Omniscient Attacker in Stochastic Security Games with Interdependent Nodes

TL;DR

This work analyzes the vulnerability of reinforcement-learning defenders in stochastic security games to an omniscient attacker who leverages knowledge of the defender’s learning dynamics. Using a linear influence network to model interdependent security assets and neuro-dynamic programming for approximate value iteration, it recasts the problem as an MDP from the attacker’s perspective and proves existence and convergence properties for the solution. Empirically, the omniscient attacker consistently outperforms a naïve defender, with stronger exploitation when the attacker has greater modeling capacity and exploration, underscoring a significant risk in current RL-based defenses.

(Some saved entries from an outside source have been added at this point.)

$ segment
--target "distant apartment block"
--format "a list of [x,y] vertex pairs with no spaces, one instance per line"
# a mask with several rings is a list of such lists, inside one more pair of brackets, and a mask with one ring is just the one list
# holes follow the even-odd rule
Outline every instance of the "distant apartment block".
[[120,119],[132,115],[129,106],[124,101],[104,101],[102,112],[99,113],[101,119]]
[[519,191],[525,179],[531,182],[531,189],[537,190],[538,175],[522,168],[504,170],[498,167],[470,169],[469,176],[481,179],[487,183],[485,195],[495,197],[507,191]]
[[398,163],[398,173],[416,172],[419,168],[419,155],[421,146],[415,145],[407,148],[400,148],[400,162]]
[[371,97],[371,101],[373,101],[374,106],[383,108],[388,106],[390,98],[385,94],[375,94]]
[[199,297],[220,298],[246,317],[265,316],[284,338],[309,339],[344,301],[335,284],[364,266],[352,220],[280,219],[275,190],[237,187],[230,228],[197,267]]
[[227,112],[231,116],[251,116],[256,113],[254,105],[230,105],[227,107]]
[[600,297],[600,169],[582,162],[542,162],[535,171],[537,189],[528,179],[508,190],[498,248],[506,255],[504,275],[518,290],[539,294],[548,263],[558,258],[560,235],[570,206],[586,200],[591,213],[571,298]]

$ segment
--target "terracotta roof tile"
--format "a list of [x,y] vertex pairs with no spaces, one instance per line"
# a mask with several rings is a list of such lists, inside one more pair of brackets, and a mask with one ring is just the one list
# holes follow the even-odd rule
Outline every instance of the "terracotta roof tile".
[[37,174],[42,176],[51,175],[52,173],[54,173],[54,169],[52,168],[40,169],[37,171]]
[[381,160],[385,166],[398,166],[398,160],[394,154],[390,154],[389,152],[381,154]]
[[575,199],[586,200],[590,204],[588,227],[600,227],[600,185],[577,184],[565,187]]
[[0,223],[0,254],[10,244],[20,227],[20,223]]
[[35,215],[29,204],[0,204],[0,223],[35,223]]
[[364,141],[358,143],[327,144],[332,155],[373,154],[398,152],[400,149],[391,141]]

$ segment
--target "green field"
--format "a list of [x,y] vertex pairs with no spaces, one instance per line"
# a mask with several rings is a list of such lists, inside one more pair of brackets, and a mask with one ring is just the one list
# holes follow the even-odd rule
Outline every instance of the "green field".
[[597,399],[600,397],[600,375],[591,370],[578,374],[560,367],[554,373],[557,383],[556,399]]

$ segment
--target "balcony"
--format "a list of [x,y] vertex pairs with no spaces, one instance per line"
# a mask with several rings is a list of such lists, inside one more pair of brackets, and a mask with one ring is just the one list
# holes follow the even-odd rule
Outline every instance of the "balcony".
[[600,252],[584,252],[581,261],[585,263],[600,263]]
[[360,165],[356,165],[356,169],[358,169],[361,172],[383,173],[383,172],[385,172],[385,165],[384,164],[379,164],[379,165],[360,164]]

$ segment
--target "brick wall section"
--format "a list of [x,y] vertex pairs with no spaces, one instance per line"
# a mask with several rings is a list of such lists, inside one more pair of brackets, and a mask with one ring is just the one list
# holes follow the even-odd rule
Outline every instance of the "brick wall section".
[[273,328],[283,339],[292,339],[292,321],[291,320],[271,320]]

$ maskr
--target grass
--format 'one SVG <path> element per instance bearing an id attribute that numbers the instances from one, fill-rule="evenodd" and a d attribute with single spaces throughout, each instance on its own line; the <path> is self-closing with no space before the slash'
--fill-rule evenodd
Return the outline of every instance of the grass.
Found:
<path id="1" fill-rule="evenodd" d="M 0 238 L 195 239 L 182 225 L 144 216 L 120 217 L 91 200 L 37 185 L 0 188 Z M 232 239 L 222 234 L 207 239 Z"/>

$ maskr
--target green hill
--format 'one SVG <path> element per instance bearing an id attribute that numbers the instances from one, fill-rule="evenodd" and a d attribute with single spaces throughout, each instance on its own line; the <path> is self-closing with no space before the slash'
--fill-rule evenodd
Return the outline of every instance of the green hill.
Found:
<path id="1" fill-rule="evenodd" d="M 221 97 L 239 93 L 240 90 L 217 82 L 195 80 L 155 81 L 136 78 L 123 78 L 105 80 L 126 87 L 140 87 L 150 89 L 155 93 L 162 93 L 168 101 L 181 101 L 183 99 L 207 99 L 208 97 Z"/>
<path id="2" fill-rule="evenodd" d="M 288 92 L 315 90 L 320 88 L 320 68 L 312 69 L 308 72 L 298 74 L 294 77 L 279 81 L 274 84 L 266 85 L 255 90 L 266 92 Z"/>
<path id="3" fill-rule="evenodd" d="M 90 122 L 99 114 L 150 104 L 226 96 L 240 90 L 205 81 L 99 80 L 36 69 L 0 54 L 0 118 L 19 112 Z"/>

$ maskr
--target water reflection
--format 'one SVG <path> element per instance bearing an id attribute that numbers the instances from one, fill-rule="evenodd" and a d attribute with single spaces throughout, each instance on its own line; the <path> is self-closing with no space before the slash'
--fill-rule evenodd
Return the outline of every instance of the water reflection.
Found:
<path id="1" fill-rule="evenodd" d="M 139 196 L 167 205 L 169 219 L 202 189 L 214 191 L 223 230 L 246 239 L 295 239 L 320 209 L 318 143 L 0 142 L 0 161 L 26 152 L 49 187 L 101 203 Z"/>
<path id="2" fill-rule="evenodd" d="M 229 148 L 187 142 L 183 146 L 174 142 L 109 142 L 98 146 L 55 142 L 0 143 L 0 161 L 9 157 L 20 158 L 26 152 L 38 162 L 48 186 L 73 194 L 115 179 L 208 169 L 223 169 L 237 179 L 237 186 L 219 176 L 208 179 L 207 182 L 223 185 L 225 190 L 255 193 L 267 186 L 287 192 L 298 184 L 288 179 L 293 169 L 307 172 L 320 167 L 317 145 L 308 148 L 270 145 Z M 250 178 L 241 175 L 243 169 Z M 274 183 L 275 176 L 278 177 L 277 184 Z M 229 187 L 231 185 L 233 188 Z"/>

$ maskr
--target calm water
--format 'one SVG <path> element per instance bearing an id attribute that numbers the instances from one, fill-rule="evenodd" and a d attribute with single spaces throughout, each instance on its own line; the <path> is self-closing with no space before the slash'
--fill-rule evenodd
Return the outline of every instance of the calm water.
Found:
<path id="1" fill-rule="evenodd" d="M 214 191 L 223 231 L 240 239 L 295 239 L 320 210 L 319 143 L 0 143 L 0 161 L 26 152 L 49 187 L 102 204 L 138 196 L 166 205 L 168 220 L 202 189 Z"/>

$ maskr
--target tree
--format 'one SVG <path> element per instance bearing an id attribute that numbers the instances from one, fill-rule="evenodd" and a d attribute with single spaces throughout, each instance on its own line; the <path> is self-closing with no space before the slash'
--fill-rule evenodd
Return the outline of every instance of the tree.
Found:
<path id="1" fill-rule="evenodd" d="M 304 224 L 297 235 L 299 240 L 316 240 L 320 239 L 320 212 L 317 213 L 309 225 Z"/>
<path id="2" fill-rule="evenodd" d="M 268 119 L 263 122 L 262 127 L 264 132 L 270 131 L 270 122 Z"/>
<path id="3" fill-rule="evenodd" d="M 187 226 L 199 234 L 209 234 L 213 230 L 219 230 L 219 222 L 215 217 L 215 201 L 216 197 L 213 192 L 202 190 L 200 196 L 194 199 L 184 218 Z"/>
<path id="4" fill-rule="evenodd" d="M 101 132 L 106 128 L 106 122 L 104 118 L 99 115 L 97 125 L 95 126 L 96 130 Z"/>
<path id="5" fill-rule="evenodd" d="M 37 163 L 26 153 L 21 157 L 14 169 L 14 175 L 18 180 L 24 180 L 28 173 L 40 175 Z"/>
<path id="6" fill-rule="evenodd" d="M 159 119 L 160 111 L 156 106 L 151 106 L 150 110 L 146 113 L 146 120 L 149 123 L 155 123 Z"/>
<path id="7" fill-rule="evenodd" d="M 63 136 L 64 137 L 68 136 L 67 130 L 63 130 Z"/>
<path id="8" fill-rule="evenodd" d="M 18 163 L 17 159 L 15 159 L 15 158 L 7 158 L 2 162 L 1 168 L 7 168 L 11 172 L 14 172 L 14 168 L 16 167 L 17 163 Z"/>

The study motivates development of robust, learning-resilient defense mechanisms for critical infrastructure.

Abstract

The adoption of reinforcement learning for critical infrastructure defense introduces a vulnerability where sophisticated attackers can strategically exploit the defense algorithm's learning dynamics. While prior work addresses this vulnerability in the context of repeated normal-form games, its extension to the stochastic games remains an open research gap. We close this gap by examining stochastic security games between an RL defender and an omniscient attacker, utilizing a tractable linear influence network model. To overcome the structural limitations of prior methods, we propose and apply neuro-dynamic programming. Our experimental results demonstrate that the omniscient attacker can significantly outperform a naive defender, highlighting the critical vulnerability introduced by the learning dynamics and the effectiveness of the proposed strategy.

Figures (4)

• Figure 1: A linear influence network illustrating compromised and secured security assets. Green servers represent uncompromised assets, red servers represent compromised assets, and the blue server represents a defended asset. Shaded arrows depict interdependencies between assets: solid arrows indicate usable attack paths, and dashed arrows indicate unusable paths. The solid black arrow represents the attacker's direct attack.
• Figure 2: The illustration depicts the game model of a LIN. The left panel displays a state diagram involving three security assets, where solid lines denote state transitions based on defender and attacker actions, and dashed lines indicate a reset to the original state. The right panel illustrates the network's evolution, where edges represent the influence and vulnerability one asset exerts on another. When an asset is compromised, it is removed from the network and its influence edges are recomputed; however, securing the asset restores its original connections. Therefore, the influence matrix $I$ is stochastic. On the other hand, the vulnerability matrix $V$ is not stochastic because even a compromised asset continues to impact the vulnerabilities of others.
• Figure 3: Average discounted rewards of the attacker against different exploration levels.
• Figure 4: Average discounted rewards of the attacker with different learning models.